No dia 23 de Fevereiro de 2006, observámos mais uma aula. A aula era de leitura e escrita. Iniciou-se com a apresentação e a análise da figura de um menino, que estava só e apresentava um semblante triste, através das seguintes perguntas: ‘Quem é o menino?

Porque está triste? O que a avó deu ao Nelito?’.

A seguir foi apresentado um texto93 e a realização da leitura oral em voz alta pela professora. Seguiram-se as seguintes questões: ‘Porque o menino Nelito está triste?’, ‘

Porque a Ana é má?’, ‘ Quem é a avó do Nelito?’, ‘ O que a avó deu ao Nelito?’. Seguiu-

se, primeiro, uma nova leitura efectuada pela professora, depois a leitura colectiva efectuada pela turma juntamente com a professora apontando ao texto que se encontrava no quadro, a seguir a leitura por fila de alunos e, por fim, a leitura individual. A professora apontava no quadro para um aluno escolhido ler. Normalmente, a leitura era gaguejante e silabando, ou com alguns erros.

No mês de Março, a aula de leitura iniciou-se com a distribuição do texto aos alunos, seguiram-se questões sobre a figura que o mesmo continha, a leitura em voz alta executada pela professora e a explicação de algum vocabulário. Depois a professora apresentava algumas questões sobre o texto. Mandava aos alunos fazer uma leitura silenciosa, seguida da leitura oral por todos em uníssono. Normalmente, as aulas de leitura seguiram este percurso: leitura efectuada pela professora, explicação do vocabulário, leitura oral em uníssono pelos alunos, algumas vezes leitura silenciosa e leitura individual de alguns alunos.

Pode-se depreender que as perguntas não seguiram a ordem lógica segundo a taxionomia de Bloom (do raciocínio mais simples para o mais complexo), ou seja em primeiro lugar as perguntas de compreensão (p. e. de que se fala no texto?), seguidas de perguntas de análise, interpretação e avaliação. As respostas estavam quase explícitas nas perguntas, deixando pouca criatividade ao aluno.

3.7.3. Reacção dos alunos

Os alunos, usualmente, eram questionados pela professora sobre as histórias e sobre o assunto dos textos em estudo. Iam dando as suas respostas de acordo com as perguntas. As respostas eram na maior parte das vezes em uníssono e resumiam-se em uma palavra. Algumas vezes, os alunos cometiam incorrecções que nem sempre eram corrigidas pela professora. Raramente, os alunos davam respostas individuais e, quando isso acontecia, era só depois da leitura colectiva. Alguns alunos mostravam-se à vontade enquanto outros demonstravam uma certa timidez. Uma parte dos alunos era muito activa em relação ao texto que se ia ler, enquanto outros não se manifestavam. Mesmo quando questionados, apresentavam dificuldades na leitura ou na resposta às questões apresentadas.

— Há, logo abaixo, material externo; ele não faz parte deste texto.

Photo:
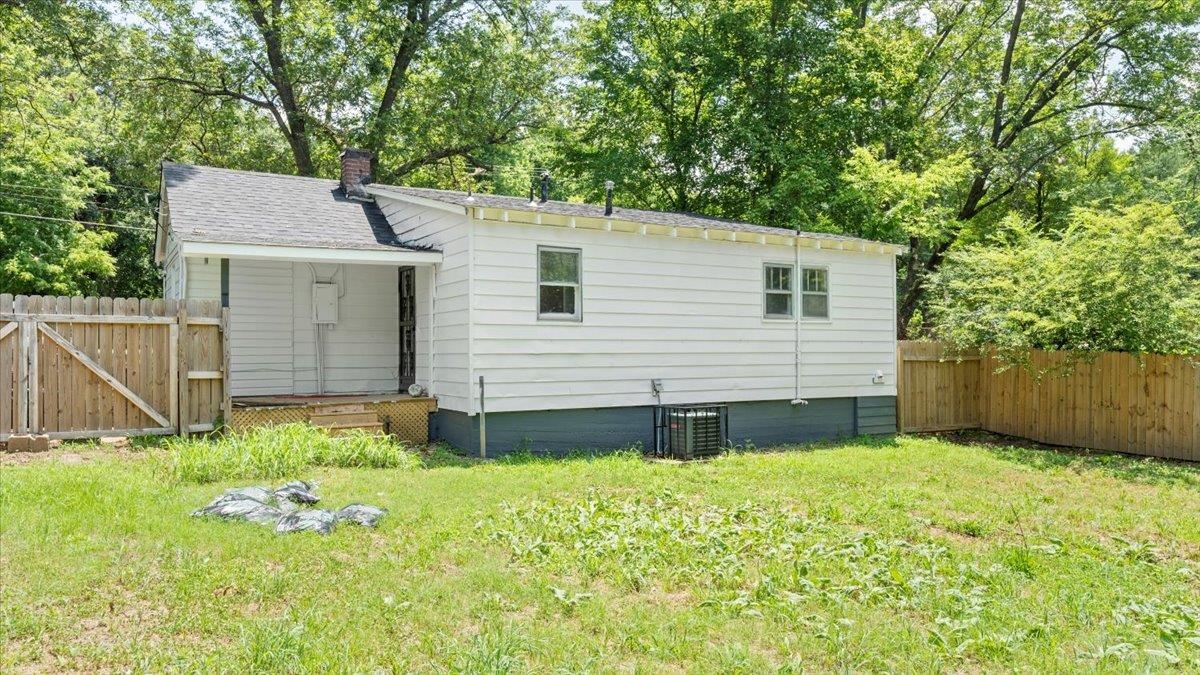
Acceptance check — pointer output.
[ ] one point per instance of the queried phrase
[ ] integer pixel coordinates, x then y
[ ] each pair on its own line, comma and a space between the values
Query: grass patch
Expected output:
279, 452
911, 555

Poucos alunos mostraram que tinham hábitos de estudo em casa. A leitura era feita sempre com muitas dificuldades na identificação das palavras, na prontidão para a leitura e na distinção fonética das palavras e frases. Podemos dizer que a consciência fonológica

ainda não estava bem assente nos alunos e que a competência da leitura em termos frásicos e de significação apresentava lacunas visíveis.